Abstract

Networks of near-surface climate stations often produce samples of air temperature that are spatially uneven and sparse. Spatial samples of air temperature, as a result, affect both the regional depiction of air temperature anomalies and large-scale spatial averages. A resampling procedure is used here to illustrate the general problem of how spatially variable station networks can influence estimates of climatic change. As an example, the warm air temperature anomalies that occurred during 1988 are resampled using station networks from other years.

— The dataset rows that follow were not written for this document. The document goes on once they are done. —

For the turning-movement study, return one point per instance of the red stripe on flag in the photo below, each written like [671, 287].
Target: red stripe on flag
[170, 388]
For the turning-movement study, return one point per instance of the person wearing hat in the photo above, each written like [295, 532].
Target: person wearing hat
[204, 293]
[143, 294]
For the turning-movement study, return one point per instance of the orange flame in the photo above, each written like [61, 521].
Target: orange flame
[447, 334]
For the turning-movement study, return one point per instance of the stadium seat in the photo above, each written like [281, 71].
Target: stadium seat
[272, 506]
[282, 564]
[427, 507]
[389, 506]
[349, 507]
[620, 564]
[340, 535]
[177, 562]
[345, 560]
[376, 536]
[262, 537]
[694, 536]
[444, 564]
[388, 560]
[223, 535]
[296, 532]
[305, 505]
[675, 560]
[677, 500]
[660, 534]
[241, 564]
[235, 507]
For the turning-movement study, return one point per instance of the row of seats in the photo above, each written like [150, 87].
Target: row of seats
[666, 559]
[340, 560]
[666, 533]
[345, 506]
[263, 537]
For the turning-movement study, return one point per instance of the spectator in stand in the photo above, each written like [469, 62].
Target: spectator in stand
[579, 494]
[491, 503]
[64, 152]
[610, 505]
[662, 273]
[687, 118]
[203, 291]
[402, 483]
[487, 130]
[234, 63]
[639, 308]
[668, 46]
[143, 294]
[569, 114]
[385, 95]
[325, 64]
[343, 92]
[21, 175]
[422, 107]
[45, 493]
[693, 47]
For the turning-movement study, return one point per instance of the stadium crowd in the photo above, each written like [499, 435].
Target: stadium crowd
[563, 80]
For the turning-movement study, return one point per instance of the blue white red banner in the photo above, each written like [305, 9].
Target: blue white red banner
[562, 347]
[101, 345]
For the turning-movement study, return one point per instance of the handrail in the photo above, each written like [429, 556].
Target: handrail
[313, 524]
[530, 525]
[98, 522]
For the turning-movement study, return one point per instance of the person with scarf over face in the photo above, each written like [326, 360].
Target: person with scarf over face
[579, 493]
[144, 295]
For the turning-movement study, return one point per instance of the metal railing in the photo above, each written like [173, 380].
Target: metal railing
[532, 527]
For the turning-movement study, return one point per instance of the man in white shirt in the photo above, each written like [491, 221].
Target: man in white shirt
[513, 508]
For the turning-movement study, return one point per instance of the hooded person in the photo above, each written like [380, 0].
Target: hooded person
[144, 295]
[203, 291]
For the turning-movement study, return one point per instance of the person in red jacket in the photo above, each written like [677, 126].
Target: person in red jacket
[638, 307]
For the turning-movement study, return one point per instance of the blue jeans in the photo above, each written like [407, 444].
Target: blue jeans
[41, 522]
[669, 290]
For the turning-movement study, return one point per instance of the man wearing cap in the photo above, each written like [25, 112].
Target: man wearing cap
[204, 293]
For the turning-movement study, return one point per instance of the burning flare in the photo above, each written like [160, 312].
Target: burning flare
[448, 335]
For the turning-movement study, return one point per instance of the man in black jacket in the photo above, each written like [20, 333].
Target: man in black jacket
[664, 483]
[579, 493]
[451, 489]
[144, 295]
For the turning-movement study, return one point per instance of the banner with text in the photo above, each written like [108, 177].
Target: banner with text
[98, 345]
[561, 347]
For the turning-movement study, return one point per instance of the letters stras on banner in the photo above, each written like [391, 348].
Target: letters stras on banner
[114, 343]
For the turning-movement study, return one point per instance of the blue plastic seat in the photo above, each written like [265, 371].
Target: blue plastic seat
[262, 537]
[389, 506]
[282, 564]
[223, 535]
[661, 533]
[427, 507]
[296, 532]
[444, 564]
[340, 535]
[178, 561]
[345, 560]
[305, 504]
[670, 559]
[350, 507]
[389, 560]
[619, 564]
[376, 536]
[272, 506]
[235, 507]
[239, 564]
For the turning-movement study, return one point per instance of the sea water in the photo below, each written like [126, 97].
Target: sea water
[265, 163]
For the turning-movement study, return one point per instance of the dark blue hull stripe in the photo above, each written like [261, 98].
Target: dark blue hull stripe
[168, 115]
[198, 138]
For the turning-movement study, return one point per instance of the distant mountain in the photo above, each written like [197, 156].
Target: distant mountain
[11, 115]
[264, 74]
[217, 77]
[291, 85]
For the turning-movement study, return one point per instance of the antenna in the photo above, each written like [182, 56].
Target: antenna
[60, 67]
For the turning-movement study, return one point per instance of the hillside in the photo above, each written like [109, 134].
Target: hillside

During 1988, areas in North America and northern Asia experienced very warm conditions, producing a terrestrially averaged air temperature anomaly of over 0.4°C. If the 1988 air temperature anomalies were resampled using the 1981 station network, the warm event in northern Asia would not have been detected due to missing air temperatures over northern Russia during 1981. As a result, the 1981 station network would have estimated the 1988 terrestrial air temperature anomaly to be 0.25°C. Alternatively, the station network of 1888 was biased toward areas that had warm 1988 air temperatures and would estimate the 1988 air temperature anomaly to be 0.52°C. In addition to problems in estimating the terrestrially averaged air temperature anomaly, regional climatic variability is altered by resampling the 1988 anomalies with other networks. The sampling problems illustrated here also show the importance of having free and open exchanges of data worldwide. National networks of climatic stations are crucially important not only in the analysis of regional climatic variability, but also in the detection of global-scale climatic change.